Thinking about NoSQL databases (Classification and Use Cases)
What kind of animal is a NoSQL database?
I have met often the following NoSQL classification (see Analysis of the NoSQL Landscape):
- Column-oriented stores
- Document databases
- Graph databases
- Key-value stores
While this classification is useful, when people talk about NoSQL databases, there is often something hidden. What is hidden, what is forgotten, is the following: object databases.
The current situation sounds just like 'object database' would have a strong negative meaning; but, look around, it's quite the reality: almost nobody uses it!
From my point of view, the NoSQL situation is quite clear: the NoSQL databases, even the data grids, are object databases in disguise, with some revamping. The NoSQL movement sounds like the hidden revenge of the object databases.
NoSQL Databases are Object Databases in Disguise
NoSQL products sound like a kind of object database:
- Column-oriented stores: column-oriented storage mode for object databases
- Document databases: normal storage mode of object databases
- Graph databases: distributed object databases
- Key-value stores: BLOB-like storage mode of object databases
So, in my humble opinion, NoSQL databases seem an awful lot like object databases.

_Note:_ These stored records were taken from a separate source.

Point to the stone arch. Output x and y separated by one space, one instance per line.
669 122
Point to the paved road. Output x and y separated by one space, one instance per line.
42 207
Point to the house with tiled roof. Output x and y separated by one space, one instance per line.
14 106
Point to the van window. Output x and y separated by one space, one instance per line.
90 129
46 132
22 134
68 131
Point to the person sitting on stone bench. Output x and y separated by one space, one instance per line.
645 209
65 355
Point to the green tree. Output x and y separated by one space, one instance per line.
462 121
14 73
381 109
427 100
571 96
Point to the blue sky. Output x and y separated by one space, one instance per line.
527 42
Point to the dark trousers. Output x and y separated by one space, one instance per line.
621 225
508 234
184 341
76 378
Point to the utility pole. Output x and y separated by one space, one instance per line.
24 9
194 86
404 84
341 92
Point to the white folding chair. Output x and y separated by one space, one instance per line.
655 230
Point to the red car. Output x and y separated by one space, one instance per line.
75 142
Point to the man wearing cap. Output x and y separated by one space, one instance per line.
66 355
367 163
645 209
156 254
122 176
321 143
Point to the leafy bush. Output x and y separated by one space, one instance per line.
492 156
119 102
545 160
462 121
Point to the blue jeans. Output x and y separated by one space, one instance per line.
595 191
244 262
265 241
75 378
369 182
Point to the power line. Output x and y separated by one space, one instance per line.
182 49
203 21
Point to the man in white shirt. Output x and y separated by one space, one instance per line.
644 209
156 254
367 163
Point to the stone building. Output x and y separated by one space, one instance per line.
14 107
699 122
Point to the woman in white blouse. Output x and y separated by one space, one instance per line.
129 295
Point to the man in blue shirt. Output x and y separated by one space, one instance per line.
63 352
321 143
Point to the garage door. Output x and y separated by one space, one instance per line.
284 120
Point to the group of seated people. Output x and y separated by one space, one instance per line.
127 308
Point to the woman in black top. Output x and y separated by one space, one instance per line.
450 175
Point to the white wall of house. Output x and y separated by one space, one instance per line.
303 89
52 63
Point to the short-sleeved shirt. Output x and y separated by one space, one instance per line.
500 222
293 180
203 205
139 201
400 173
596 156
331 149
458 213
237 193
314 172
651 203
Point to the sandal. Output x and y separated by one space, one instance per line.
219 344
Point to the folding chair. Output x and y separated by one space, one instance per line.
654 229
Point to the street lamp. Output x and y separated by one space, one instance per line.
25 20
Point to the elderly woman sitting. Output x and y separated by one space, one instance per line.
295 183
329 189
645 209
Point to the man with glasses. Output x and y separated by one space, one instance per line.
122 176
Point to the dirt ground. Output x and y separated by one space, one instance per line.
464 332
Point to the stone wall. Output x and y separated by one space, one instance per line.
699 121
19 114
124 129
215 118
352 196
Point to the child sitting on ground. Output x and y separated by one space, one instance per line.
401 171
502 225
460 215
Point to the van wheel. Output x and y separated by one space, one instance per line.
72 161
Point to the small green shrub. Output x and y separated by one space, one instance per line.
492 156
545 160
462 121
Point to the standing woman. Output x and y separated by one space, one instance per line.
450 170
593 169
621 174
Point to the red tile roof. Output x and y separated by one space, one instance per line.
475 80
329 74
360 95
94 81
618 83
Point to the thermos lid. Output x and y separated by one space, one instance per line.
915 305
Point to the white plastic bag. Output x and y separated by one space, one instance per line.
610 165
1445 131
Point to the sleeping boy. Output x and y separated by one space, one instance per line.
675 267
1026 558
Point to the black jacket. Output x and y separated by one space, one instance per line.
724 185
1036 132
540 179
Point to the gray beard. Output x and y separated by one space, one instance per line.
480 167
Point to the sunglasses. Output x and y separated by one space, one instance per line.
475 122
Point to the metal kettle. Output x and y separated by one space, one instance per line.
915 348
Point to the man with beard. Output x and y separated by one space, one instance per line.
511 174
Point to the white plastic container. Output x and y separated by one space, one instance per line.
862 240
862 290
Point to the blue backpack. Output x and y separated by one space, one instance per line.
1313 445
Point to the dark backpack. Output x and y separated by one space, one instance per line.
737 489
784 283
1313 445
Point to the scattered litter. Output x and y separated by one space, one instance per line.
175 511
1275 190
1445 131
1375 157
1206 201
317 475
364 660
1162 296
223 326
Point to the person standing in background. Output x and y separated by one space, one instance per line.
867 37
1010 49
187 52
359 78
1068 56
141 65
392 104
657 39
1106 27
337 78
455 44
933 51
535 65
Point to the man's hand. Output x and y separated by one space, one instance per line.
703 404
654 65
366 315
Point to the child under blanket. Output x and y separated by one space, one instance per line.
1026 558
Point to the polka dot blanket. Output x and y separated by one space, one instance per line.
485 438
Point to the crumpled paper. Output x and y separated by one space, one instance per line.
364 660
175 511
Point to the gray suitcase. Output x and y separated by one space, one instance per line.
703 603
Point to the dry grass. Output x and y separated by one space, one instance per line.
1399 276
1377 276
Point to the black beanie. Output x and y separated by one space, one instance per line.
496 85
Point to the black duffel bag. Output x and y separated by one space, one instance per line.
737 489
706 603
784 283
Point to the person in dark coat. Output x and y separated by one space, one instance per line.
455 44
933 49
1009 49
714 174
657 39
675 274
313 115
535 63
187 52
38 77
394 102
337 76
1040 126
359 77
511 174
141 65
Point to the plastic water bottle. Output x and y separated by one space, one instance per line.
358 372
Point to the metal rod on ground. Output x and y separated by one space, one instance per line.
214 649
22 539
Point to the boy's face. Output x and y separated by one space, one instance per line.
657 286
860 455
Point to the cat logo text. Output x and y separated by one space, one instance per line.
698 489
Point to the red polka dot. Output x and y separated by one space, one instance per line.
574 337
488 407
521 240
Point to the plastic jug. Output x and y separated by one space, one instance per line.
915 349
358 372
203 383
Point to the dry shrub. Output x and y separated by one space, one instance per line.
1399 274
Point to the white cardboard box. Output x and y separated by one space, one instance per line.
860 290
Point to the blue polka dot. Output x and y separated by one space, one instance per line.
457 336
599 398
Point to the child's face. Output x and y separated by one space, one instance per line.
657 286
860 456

Well, now, take a look at data grids. A data grid provides a object storage, triggers, (select) query mechanism, etc. So, again, I look at a data grid as an in-memory distributed object database (usually without a transactional mechanism, even if, for example, Oracle Coherence is going to provide such a mechanism with the coming v3.6 release...).
In fact, a data grid is more than that; I think a (true) data grid is both an in-memory distributed object database and a distributed cache (for advanced caching on the client side), but that's another story.
The NoSQL promoters seem to be reinventing the wheel, and distributing it under another name Regardless, these NoSQL databases do carry some advantages, over traditional object databases. These advantages are twofold:
- First, it might be easier to start with, while selecting the product providing the only features/constraints developers need.
- Secondly, developers could relax some properties, could play with the CAP constraints the way that fits better with their needs.
How to think about NoSQL database use cases?
NoSQL databases should be seen as the database for the middle tiers, or at least, as the secondary database in the middle tiers.
The middle tiers is the place for non-durable, transient data, close to the object model. This then leads to the following main use cases:
- http session storage,
- workflow storage (UI workflow),
- data cache (in order to alleviate the database burden)
For example, SourceForge.net has already chosen MongoDB, instead of Memcached, for data caching purposes.
These main use cases are a first step for introducing NoSQL in an IT architecture. These cases are all about data storage in the middle tiers; that is, about using a database inside this tier; but, for these use cases, the data model of this middle tiers is seen as secondary when compared with the data model of the back-end tiers (hosting a mainstream database). According to that view, the database of the back-end tiers is the database which matters, the storage choices of the middle tiers are then seen as optimizations.
Of course, the big challenge becomes promoting NoSQL as a primary database in the middle-to-backend tiers
When NoSQL databases move to the foreground, will they be used to replace mainstream databases in the back-end, or will they just stay in the middle tiers? Closer to the back end, they don't play a secondary role anymore, as their role becomes just as important as the database in the back-end tiers; and both should be synchronized. There are different strategies for the middle=>back-end tier synchronization: write-through, or write-behind.
On one hand, it's unfortunate object database vendors have not taken benefit from relational database limits, to push their solutions under the new NoSQL umbrella.
On the other hand, the NoSQL movement is at the end of the Highlander Fallacy (from Jim Waldo): "there can be only one", this "one" being the relational database category; and then, NoSQL brings quite a breath of fresh air! So, developers are more able to focus on the constraints they have to respect and the features they need to do so, instead of having to deal always with the limits of the relational model.
The future sounds interesting, because more open.